When you move back, the process reverses: the wrapped token is burned on the destination chain, and the original is unlocked on the source chain.

Types of Bridges

Native Bridges

Official bridges operated by the chain itself. For example:

  • Polygon PoS Bridge (Ethereum → Polygon)
  • Arbitrum Bridge (Ethereum → Arbitrum)
  • Optimism Gateway (Ethereum → Optimism)

Native bridges are generally the most trusted but can have longer wait times (e.g., Optimism's 7-day withdrawal challenge period).

Third-Party Bridges

Aggregators and specialized bridges like Hop Protocol, Across, Stargate, and LI.FI. These often offer faster finality than native bridges and support more chain pairs.

Aggregated Bridges

Services like Socket and LI.FI route your transfer through the optimal bridge based on speed, cost, and liquidity.
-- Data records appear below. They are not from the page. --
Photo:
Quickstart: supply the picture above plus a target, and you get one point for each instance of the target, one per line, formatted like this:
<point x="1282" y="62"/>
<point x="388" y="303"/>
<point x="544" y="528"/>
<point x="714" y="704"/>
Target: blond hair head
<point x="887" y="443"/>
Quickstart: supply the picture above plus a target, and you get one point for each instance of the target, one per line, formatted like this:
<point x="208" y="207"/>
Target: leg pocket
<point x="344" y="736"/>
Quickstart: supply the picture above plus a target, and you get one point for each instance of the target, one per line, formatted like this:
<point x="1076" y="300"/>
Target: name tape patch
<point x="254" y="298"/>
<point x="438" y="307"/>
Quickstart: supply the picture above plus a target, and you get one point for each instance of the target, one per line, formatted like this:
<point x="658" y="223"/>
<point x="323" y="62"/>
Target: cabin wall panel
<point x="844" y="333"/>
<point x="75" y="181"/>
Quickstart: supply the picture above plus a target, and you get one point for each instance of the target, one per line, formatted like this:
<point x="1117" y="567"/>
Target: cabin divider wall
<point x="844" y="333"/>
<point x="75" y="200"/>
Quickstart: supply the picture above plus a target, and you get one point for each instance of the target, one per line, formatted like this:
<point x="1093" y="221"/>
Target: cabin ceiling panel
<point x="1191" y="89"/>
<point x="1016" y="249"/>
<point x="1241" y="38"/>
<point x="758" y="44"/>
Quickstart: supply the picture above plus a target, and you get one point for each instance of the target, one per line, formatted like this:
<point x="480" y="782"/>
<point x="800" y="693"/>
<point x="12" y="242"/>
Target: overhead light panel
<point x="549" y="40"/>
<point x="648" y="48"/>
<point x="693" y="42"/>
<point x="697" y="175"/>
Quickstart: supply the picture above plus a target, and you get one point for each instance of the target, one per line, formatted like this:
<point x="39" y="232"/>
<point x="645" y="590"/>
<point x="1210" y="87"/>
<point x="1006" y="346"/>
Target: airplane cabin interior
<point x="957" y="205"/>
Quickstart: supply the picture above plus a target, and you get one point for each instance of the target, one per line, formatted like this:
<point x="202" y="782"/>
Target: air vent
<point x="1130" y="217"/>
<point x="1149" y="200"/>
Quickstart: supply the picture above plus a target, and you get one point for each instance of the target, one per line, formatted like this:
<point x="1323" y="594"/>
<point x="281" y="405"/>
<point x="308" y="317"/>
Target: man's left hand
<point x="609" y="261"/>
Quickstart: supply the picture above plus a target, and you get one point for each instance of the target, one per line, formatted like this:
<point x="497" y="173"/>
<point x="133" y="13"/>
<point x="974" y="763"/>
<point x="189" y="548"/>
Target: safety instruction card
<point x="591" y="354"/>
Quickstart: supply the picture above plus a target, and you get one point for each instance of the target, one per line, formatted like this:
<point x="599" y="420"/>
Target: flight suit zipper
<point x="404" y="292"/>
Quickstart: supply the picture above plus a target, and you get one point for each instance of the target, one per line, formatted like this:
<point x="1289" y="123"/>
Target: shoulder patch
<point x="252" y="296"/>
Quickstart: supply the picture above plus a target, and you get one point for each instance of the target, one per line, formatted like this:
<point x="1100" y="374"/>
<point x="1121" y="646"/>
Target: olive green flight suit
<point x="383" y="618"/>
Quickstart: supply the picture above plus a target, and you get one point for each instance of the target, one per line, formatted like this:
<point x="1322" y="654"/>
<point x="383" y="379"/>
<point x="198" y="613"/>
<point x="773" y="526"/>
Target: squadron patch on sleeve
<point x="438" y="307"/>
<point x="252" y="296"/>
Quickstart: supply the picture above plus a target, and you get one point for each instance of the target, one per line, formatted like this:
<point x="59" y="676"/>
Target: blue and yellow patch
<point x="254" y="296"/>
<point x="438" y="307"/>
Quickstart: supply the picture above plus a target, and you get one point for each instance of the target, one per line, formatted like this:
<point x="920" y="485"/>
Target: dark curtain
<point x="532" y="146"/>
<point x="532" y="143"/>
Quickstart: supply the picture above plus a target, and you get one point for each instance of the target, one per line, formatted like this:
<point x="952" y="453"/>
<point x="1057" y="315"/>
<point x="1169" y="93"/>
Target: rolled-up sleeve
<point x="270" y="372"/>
MovingWallet uses aggregated routing for bridge steps in migration plans.

Bridge Risks

Bridges are one of the most complex pieces of blockchain infrastructure and have been the target of high-profile exploits. Key risks include:

  • Smart contract vulnerabilities in the bridge contracts themselves
  • Liquidity risk — the bridge may not have enough of the destination token to complete the transfer
  • Finality delays — some bridges (especially optimistic rollup withdrawals) have mandatory waiting periods

MovingWallet selects bridge routes based on security track record and liquidity, and simulates bridge transactions before submission.

Bridges in Wallet Migration

When a migration plan requires moving assets between chains, bridge steps are inserted automatically into the plan. Each bridge step includes:

  • The bridge protocol to be used
  • Expected wait time
  • Estimated fees
  • Simulation of the expected output amount

You sign the bridge deposit transaction from your source wallet. After the bridge completes, the assets appear in your destination address on the target chain.